DePaul Honors SGI President Ikeda
The country’s largest Catholic university confers an honorary doctorate on the SGI president.
TOKYO, Dec. 28, 2016—In a dignified ceremony, DePaul University, the country’s largest Catholic university, conferred an Honorary Doctorate of Humane Letters upon SGI President Ikeda for his prolific career in education and peacekeeping, referring to him as a “shining example that achievement can flourish despite adversity.”
DePaul University President the Rev. Dennis H. Holtschneider, Congregation of the Mission, traveled to Japan to attend the conferral, which was held on Dec. 28, 2016, at the Soka Gakkai Headquarters in Shinanomachi, Tokyo.
Soka University Trustee Hiromasa Ikeda received the honorary doctorate on the SGI president’s behalf.
The 119-year-old university established in April 2014 the Institute for Daisaku Ikeda Studies in Education—the first such university–affiliated institute in the United States and in the English-speaking academy worldwide—to research the educational philosophies and practices of Daisaku Ikeda, Josei Toda and Tsunesaburo Makiguchi, rooted in soka, or “value-creating” education.
The institute also provides workshops and symposia to students, educators, counselors, academics and educational leaders in the greater Chicago area.
Dr. Jason Goulah, associate professor of bilingual-bicultural education, is the institute’s director.
Leaving a better world for the generations to follow.
During the conferral ceremony, Dr. Goulah read the purpose of the conferral, and Dr. Holtschneider offered congratulatory remarks. Following the conferral, Hiromasa Ikeda read a message on behalf of Dr. Ikeda.
Dr. Holtschneider remarked that he had traveled to Japan to offer his deep respect for the work of Dr. Ikeda and also to express his appreciation for the mission of Soka University.
He then called for the two institutions to come together “to further strengthen our efforts to work for the betterment of humanity.”
“A university, while informing young people about the complexities of the world, is also a place where they learn how to greatly contribute to this world,” he said. “In order to leave a better world for the generations that will follow, it is absolutely vital that we convey the highest ideals and philosophy to these youth. I believe this is the mission that we share with the Soka Schools.”
DePaul offers courses on the philosophy of Soka education.
DePaul, which opened its doors in 1898 in Chicago, derives its name and fundamental mission from St. Vincent de Paul (1581–1660), the French Roman Catholic priest known for his humanism and service to the poor.
He founded the Congregation of the Mission, a religious community whose members, Vincentians, established and continue to sponsor DePaul.

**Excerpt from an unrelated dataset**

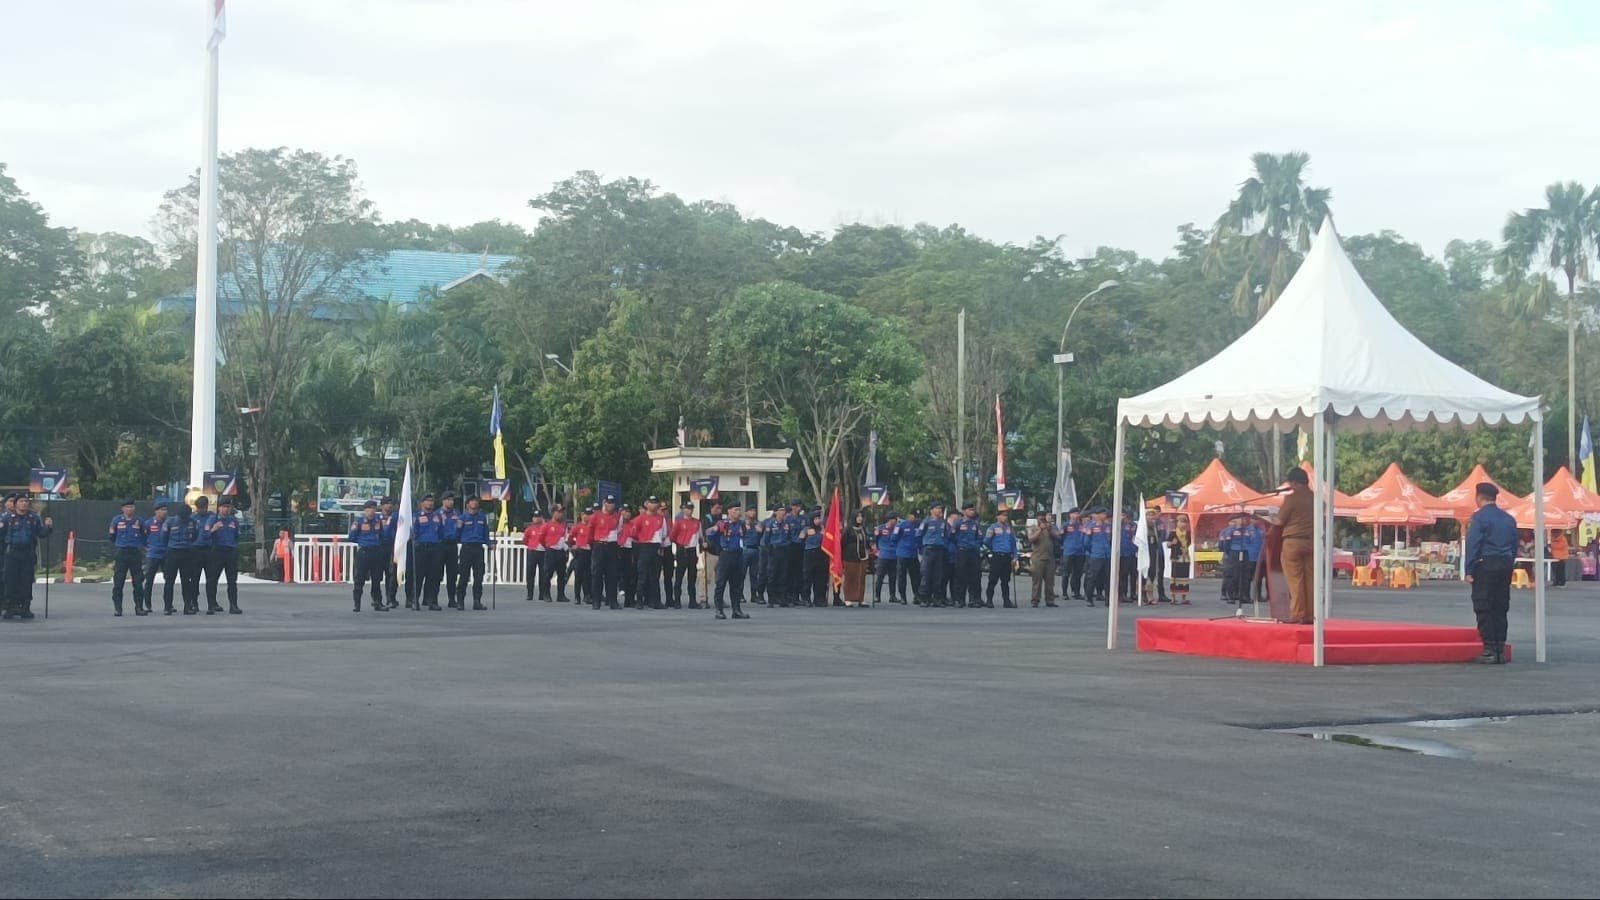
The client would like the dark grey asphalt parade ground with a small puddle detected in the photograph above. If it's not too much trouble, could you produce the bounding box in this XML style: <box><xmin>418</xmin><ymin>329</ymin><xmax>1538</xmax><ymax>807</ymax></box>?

What began with seven instructors is today among the 10 largest private universities in the U.S., with 10 colleges and schools, and 23,000 students from more than 100 countries.
Guided by the Vincentian mission of engaged social justice, the College of Education prepares educators, counselors and educational leaders to work in Chicago Public Schools, the nation’s third largest public school district, and in local private and Catholic schools.
The university is located in Chicago’s Lincoln Park neighborhood, which President Ikeda visited during his first trip to the United States in October 1960.
In The New Human Revolution, a 30-volume serialized novel on the history of the Soka Gakkai and its worldwide people’s movement, President Ikeda recounts witnessing at Lincoln Park an act of racism against an African American boy. He determined, from that spot, to rid the world of such inhumanity and racial intolerance. Addressing the young boy in his heart, he vowed to build a world “truly worthy of your love and pride” (see The New Human Revolution, vol. 1, p. 145).
A new master’s degree program in Value-Creating Education for Global Citizenship is coming.
The Institute for Daisaku Ikeda Studies in Education continues to focus on its mission toward that end.
In 2010, DePaul’s College of Education began offering regular courses on the philosophy of education of Mr. Makiguchi and Mr. Ikeda. More than 250 students have taken these courses, including 17 students who went on to study abroad in Japan.
The university now has a dozen doctoral students engaged in Makiguchi-Ikeda studies through the College of Education. Many of these students have published scholarly works and presented at major national and international conferences.
Meanwhile, several faculty have published widely on Soka-Ikeda studies over the past decade, with their articles used in education programs in the U.S., Canada, Japan, Kenya, Australia and Europe.
The College of Education is currently developing a new master’s degree program in Value-Creating Education for Global Citizenship. This will be the first master’s degree program specifically focused on the educational philosophies and practices of President Ikeda and the Soka heritage. With the curriculum to be delivered in both face-to-face and online strands, the degree will be available to students from around the world.